Tuesday, April 19, 2016
12:30 – 1:45 p.m.
Konover Auditorium, Dodd Center
University of Connecticut, Storrs
The father of modern African nationalism and the great torch bearer of pan-Africanism, Osagyefo Dr. Kwame Nkrumah was very clear in his vision that political independence was only the first step in the struggle to realize social justice and a higher standard of living for Africans. More than this, Nkrumah provided Ghanaians and Africans with a philosophy and ideology of decolonization: Self-determination and self-reliance, social justice and Pan-Africanism. On March 6, 1957 Nkrumah declared that the “independence of Ghana is meaningless unless it is linked up with the total liberation of the African continent”.

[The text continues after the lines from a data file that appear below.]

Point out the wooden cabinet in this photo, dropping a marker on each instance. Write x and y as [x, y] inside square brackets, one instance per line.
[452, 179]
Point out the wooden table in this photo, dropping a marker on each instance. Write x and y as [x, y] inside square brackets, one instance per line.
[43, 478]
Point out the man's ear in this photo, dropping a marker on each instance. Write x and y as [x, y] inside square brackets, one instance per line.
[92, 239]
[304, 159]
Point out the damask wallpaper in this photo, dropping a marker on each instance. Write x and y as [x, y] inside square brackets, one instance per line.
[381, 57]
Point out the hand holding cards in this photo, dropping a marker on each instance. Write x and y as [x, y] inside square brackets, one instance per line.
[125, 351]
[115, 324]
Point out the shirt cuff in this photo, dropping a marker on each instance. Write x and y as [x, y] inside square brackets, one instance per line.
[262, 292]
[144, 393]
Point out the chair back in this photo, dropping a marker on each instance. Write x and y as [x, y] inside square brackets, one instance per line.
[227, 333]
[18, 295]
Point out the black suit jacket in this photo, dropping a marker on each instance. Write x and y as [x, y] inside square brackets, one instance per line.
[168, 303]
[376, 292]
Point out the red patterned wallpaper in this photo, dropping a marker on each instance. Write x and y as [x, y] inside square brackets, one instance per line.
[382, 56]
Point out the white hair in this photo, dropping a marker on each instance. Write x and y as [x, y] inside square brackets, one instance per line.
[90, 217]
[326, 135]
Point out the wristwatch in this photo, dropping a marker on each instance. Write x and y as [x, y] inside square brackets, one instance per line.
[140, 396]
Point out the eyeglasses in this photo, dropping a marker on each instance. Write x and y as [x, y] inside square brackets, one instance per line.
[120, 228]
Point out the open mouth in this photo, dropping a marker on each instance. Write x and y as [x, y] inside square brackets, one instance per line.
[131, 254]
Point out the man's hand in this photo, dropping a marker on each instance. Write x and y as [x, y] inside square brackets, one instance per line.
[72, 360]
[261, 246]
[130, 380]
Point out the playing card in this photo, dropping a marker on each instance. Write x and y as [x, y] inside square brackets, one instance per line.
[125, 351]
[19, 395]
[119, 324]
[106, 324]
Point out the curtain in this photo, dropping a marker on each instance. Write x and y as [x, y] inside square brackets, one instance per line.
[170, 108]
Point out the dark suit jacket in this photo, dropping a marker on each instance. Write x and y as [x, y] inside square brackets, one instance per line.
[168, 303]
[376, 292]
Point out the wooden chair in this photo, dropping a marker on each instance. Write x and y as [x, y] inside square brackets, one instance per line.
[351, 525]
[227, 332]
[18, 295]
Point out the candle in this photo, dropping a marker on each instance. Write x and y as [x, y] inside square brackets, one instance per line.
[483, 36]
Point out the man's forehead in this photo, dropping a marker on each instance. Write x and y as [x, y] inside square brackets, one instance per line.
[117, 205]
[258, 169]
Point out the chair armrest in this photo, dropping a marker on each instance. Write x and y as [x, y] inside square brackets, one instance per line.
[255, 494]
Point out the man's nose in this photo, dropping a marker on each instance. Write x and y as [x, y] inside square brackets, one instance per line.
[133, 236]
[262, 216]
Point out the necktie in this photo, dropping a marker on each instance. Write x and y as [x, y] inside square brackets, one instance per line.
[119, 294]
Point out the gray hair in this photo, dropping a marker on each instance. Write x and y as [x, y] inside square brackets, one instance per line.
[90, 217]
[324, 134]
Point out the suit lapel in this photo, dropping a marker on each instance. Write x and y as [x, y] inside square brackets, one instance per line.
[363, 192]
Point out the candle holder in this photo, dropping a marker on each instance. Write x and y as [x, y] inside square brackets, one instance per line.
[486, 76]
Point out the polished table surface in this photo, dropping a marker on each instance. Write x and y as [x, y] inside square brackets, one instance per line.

After more than five decades since that declaration, keen observers of Africa question the extent to which political independence has led to increased welfare of the majority of African people. While Africa remains the world’s richest continent, it is also home to a majority of the world’s poor people. Access to basic needs such as quality education, basic health services, housing, food, water and sanitation by the majority of Africans remains a mirage.
In the talk, Ms. Samia Nkrumah shall assess the relevance of Nkrumah’s vision and philosophy to the challenges that confront progressive forces in their renewed struggle for economic independence, with specific reference to Ghana.